Note that I have to attach the input FIFO with <>$in even though I redirect the output to $out to prevent pig from quitting after the first command. I don't know exactly why, but I figured it works this way.

This actually works already quite nice. E.g.

$ time hadoop fs -ls
Found 38 items
[ skipped output ]

real    0m1.828s
user    0m3.160s
sys 0m0.137s

$ time dfs -ls

[apollo@dc1-had03-clusterutil01 reporting-APO-5394]$ time dfs -ls
Found 38 items
[ skipped output ]

real    0m0.149s
user    0m0.003s
sys 0m0.006s

(I called my script dfs here.) There are only two problems left which I can't figure out currently:

  1. When I call the script the first time (that is when the fifo /tmp/grunt_in isn't existing yet and the pig instance is started in the background) my terminal settings are somehow messed up. I don't get an echo of my input anymore, so I have to type a reset blindly to get a sane terminal back. Succeeding calls work fine though.
  2. When I try to output file contents on HDFS with -cat or -text the output gets arbitrarily truncated.

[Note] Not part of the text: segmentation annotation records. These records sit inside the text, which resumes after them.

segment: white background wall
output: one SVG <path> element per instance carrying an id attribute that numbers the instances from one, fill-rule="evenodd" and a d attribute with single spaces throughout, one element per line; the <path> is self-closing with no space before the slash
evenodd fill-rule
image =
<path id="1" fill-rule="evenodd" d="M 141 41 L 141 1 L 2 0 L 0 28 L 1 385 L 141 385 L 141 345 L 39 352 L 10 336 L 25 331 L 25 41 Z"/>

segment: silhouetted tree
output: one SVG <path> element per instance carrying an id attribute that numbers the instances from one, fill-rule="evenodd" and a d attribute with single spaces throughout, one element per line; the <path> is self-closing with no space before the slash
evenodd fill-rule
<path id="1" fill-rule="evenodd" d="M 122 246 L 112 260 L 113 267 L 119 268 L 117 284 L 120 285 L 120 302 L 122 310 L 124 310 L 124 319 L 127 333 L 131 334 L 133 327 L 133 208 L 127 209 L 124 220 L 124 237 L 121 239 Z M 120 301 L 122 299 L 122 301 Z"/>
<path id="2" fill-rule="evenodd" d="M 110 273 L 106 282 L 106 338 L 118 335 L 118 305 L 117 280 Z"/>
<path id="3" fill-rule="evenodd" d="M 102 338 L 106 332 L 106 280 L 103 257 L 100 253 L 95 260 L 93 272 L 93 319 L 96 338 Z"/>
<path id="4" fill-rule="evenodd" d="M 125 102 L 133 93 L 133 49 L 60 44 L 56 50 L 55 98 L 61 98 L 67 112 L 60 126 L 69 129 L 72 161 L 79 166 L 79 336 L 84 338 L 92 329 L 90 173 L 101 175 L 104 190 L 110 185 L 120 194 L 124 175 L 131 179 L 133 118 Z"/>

E.g.:

    $ hadoop fs -text some-medium-size.gz|wc -l
    3606
    $ dfs -text some-medium-size.gz|wc -l
    text: Unable to write to output stream.
    9
    

    Note the error message text: Unable to write to output stream. here which is not coming from pig but from the fs -text command from hadoop. Sometimes it's truncated at the first 9 or 10 lines as here or sometimes somewhere at the middle. It's quite strange. I also tried to send the command manually to /tmp/grunt_in and reading /tmp/grunt_out with cat, with the same result, but this confirms that my parsing with sed can't be the issue here. This also doesn't seem to be a problem with big outputs in general, e.g. for long directory listings it just works fine:

    $ dfs -ls -R|wc -l
    10686
    

(Which gives the same result as hadoop fs -ls -R|wc -l)

Maybe the last problem is a problem with hadoop fs -text and hadoop fs -cat itself? Or do I something wrong with my use of named pipes?

Best Answer

I now more on less settled on this version:

#!/bin/bash

in=/tmp/grunt_in
out=/tmp/grunt_out
err=/tmp/grunt_err

if [ ! -p $in ]
then
    mkfifo $in
    mkfifo $out
    mkfifo $err
    { script -q -c "pig 1>$out 2>$err" <>$in; rm $in $out $err; } &
fi

{
    echo "fs $*"
    echo
    echo "-- end"
} >$in
cat $err >&2 &
catpid=$!
sed -n -u '/^grunt> -- end/q;/^grunt>/d;p' <$out
kill $catpid

So I simply redirect stderr inside of the script command. I also replaced the round braces with curly braces and removed the disown because I didn't see any advantage in doing that. I also replaced $err with a FIFO in order to be able to output it early, but that also adds some complications to kill the cat.

This works fairly well so far except that when I truncate the output by piping through head I get a truncated or extra output in the next command. Apparently I need a way to properly flush the named pipes. I would be glad if someone has any hints.